The Science Center is made up of 14 different galleries, covering topics that include space, weather, food, robotics, sports, and eco conservation. The majority of visitors that day were children on school trips and I saw scores of them running happily from gallery to gallery, playing with the exhibits and having a great time. Whatever science was behind the exhibit was of no importance at all, it was all about throwing the balls, balancing on the beam or playing with the toy trucks.
Even younger children aged 3 to 6 were completely into it, especially in the play area on the first floor that was set up just for them. There they were on a mock construction site, in hard hats, moving blocks off a conveyor belt or loading them up, while others were in charge of raising the gates, thinking they were in charge of the world.
My initial impression of the Science Center was that it was just one big Kidz Zone/Playhouse, and a rather good one at that.
As an attraction for adults though, I don’t know how relevant it is. While many of the exhibits genuinely tried to teach something, whether it be about recycling, how to cook certain things, or light rail technology, most of it was aimed at children or teenagers. There definitely wasn’t much advanced stuff.
The best gallery was the Sport Challenge Gallery, where visitors could test all aspects of their physical fitness, such as strength, balance, BMI, reaction time and blood pressure. It was like having a physical at the doctor’s office, without actually seeing the doctor. That was basically the only gallery that was busy, people mostly just shuffled in and out of the other ones.

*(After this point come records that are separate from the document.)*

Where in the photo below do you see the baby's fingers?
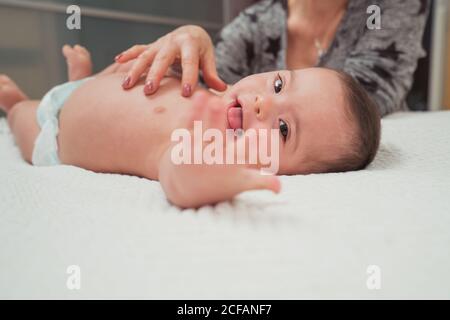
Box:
[239,169,281,193]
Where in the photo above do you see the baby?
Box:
[0,46,380,208]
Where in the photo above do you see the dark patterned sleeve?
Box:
[214,9,255,84]
[344,0,429,116]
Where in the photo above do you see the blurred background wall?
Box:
[0,0,450,114]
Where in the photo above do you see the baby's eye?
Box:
[273,74,283,93]
[279,119,289,141]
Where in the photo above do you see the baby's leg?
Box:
[0,76,40,163]
[62,44,92,81]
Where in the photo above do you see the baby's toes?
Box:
[0,74,13,86]
[74,44,91,58]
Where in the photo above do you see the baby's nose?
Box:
[253,95,270,121]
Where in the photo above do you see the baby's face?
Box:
[223,68,352,174]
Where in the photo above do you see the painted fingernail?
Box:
[144,80,153,95]
[183,83,191,97]
[122,76,131,88]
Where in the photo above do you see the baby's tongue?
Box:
[228,107,242,130]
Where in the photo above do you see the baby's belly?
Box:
[58,74,189,179]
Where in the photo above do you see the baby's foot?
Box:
[62,44,92,81]
[0,74,28,113]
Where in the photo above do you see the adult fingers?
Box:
[144,45,178,95]
[200,49,227,91]
[181,44,199,97]
[122,47,157,89]
[114,44,149,63]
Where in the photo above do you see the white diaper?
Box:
[31,78,91,166]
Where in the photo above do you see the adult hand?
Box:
[115,25,227,97]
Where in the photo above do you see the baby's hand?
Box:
[159,92,281,207]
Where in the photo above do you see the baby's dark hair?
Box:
[325,70,381,172]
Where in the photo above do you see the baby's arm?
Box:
[159,92,280,208]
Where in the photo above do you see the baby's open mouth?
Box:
[227,99,243,130]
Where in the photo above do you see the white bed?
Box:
[0,112,450,299]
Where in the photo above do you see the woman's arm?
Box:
[344,0,429,116]
[213,9,255,83]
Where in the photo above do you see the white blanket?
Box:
[0,112,450,299]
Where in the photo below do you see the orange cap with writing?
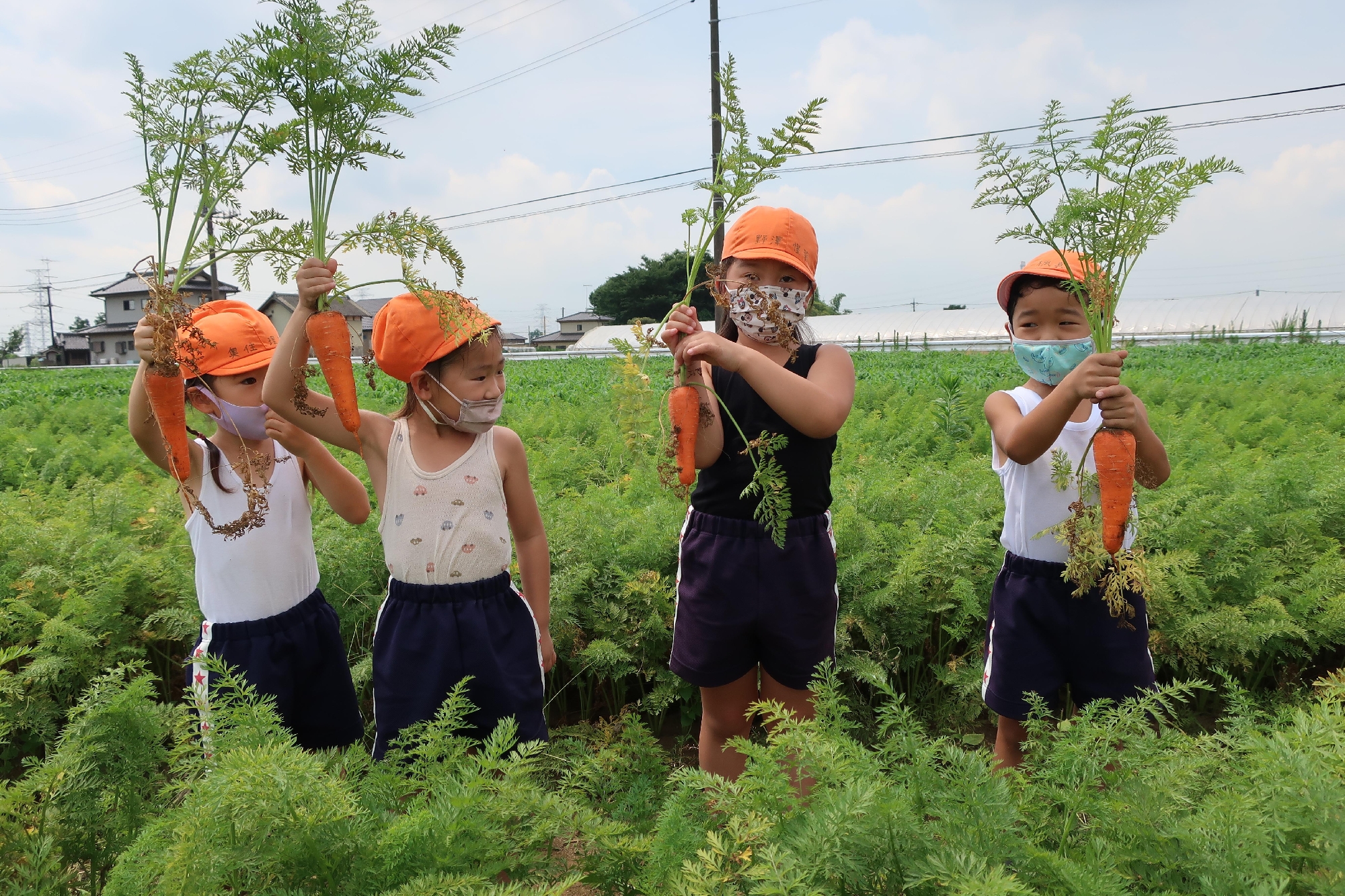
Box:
[724,206,818,281]
[178,298,280,376]
[371,292,500,382]
[999,249,1098,311]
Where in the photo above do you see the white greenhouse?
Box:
[551,292,1345,354]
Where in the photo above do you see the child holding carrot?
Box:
[982,250,1171,766]
[129,298,369,749]
[660,206,854,778]
[264,258,555,759]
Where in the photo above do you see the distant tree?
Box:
[808,292,850,317]
[0,327,23,358]
[589,249,714,321]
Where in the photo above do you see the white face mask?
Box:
[196,386,270,441]
[729,286,812,345]
[416,371,504,432]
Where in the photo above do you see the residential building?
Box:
[533,308,615,351]
[77,270,238,364]
[257,292,369,355]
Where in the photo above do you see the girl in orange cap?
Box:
[264,258,555,759]
[129,298,369,749]
[662,206,854,778]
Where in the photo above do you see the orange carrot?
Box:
[145,367,191,482]
[304,311,359,433]
[668,386,701,486]
[1093,427,1135,557]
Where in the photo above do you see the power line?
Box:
[413,0,694,112]
[0,187,134,211]
[434,165,710,220]
[814,81,1345,156]
[436,104,1345,230]
[10,80,1345,225]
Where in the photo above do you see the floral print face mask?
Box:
[729,285,812,345]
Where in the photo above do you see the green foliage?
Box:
[972,95,1241,351]
[245,0,463,301]
[125,35,286,293]
[0,324,25,358]
[589,249,714,324]
[0,343,1345,896]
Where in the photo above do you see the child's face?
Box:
[187,364,270,414]
[412,333,504,409]
[722,258,812,289]
[1005,286,1089,340]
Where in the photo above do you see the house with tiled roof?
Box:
[77,270,238,364]
[533,308,615,351]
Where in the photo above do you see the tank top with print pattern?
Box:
[378,417,514,585]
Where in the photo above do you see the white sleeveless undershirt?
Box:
[378,417,514,585]
[990,386,1135,564]
[186,438,317,623]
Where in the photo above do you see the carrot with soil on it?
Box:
[972,95,1241,569]
[237,0,463,425]
[668,386,701,486]
[304,311,359,434]
[1093,426,1135,557]
[145,366,191,483]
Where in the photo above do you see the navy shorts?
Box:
[981,553,1154,721]
[374,572,547,759]
[668,510,837,690]
[187,589,364,749]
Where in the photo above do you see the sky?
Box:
[0,0,1345,343]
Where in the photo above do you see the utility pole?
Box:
[710,0,729,331]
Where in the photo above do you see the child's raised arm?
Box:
[262,258,391,454]
[986,351,1126,464]
[491,426,555,671]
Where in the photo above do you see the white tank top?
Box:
[186,438,317,623]
[378,417,514,585]
[990,386,1135,564]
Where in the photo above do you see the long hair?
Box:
[182,374,234,495]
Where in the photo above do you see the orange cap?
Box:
[178,298,280,376]
[373,292,500,382]
[724,206,818,280]
[999,249,1098,311]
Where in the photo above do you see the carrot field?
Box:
[0,341,1345,896]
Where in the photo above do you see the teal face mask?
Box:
[1009,333,1093,386]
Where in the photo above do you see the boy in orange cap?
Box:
[264,258,555,759]
[981,250,1171,766]
[129,298,369,749]
[662,206,854,778]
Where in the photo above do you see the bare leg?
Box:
[995,716,1028,768]
[699,669,779,780]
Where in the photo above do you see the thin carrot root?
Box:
[1093,427,1135,557]
[145,367,191,483]
[305,311,359,433]
[668,386,701,486]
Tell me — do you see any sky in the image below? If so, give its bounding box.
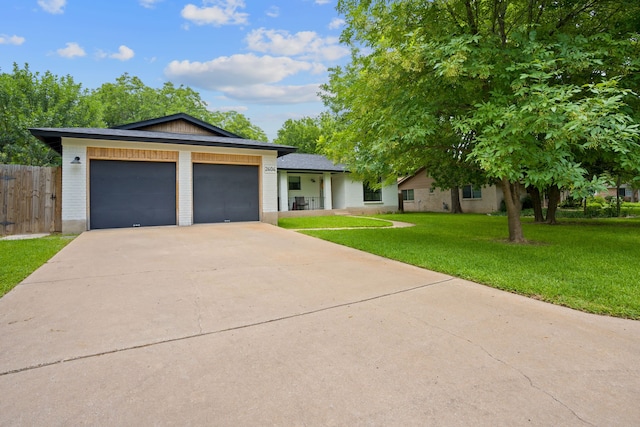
[0,0,349,140]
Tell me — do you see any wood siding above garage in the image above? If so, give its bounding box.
[87,147,178,162]
[191,153,262,166]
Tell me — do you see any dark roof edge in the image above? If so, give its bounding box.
[29,128,296,157]
[278,166,351,173]
[111,113,246,139]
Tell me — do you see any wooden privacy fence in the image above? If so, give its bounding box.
[0,165,62,236]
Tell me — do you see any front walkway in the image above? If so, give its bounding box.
[0,223,640,426]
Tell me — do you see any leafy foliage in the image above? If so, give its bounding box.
[273,117,322,154]
[0,64,101,166]
[324,0,640,241]
[0,64,267,165]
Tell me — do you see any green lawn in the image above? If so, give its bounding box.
[278,215,391,229]
[0,235,75,297]
[292,214,640,319]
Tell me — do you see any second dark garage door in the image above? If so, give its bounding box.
[193,163,260,224]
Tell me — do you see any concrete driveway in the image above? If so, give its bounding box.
[0,223,640,426]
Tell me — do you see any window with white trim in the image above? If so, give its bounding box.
[462,184,482,199]
[289,176,302,190]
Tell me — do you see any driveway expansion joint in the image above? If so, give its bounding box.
[0,277,455,377]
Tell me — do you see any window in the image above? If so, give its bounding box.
[462,185,482,199]
[362,182,382,202]
[289,176,302,190]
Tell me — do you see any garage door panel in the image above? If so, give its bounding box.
[193,163,260,223]
[90,160,176,229]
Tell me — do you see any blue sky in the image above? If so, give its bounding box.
[0,0,349,139]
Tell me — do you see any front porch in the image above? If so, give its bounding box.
[278,171,333,212]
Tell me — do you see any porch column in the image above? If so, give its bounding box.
[278,172,289,212]
[322,172,333,211]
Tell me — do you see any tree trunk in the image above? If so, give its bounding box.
[501,178,526,243]
[546,185,560,224]
[451,185,462,213]
[527,186,544,223]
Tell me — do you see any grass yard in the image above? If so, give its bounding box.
[289,213,640,319]
[278,215,392,229]
[0,235,74,297]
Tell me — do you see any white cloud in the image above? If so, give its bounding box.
[109,45,135,61]
[222,83,320,105]
[139,0,162,9]
[38,0,67,14]
[56,42,87,58]
[265,6,280,18]
[219,105,249,113]
[329,18,345,30]
[165,54,325,90]
[181,0,249,27]
[0,34,25,46]
[245,28,349,61]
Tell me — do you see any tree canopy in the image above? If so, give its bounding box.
[273,113,334,154]
[0,64,267,165]
[0,64,101,165]
[324,0,640,241]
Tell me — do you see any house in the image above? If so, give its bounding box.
[398,169,504,213]
[30,114,295,233]
[278,153,398,217]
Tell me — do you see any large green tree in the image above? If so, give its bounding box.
[273,112,334,154]
[90,73,267,141]
[324,0,640,242]
[0,64,100,166]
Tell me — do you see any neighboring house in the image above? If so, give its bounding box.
[30,114,295,233]
[398,169,504,213]
[278,153,398,216]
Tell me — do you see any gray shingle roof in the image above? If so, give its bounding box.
[29,128,296,156]
[278,153,348,172]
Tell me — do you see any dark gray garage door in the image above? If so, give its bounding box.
[89,160,176,229]
[193,163,260,224]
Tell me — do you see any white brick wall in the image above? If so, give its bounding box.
[62,138,278,233]
[178,151,193,225]
[261,155,278,212]
[62,144,87,227]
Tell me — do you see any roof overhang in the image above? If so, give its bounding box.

The Science Center also has a Planetarium that broadcasts shows in 2D and 3D at a resolution 16 times more detailed than screens in movie theaters. Programs are broadcast in Cantonese, Mandarin, Portuguese and English, so don’t worry about any language barriers. Most of the shows seem to be related to astronomy in some way, and run between 30 and 60 minutes. Tickets for 3D shows cost $65 for adults and $30 for children under 11, while 2D shows are $50 and $20 respectively. For local Macau residents, other discounts are available.
After the Science Center, my next stop of the day was to hit the Venetian to see the latest installment of Ice World. After hopping the free casino bus from the Sands Macao, I got there at about 5:00 pm.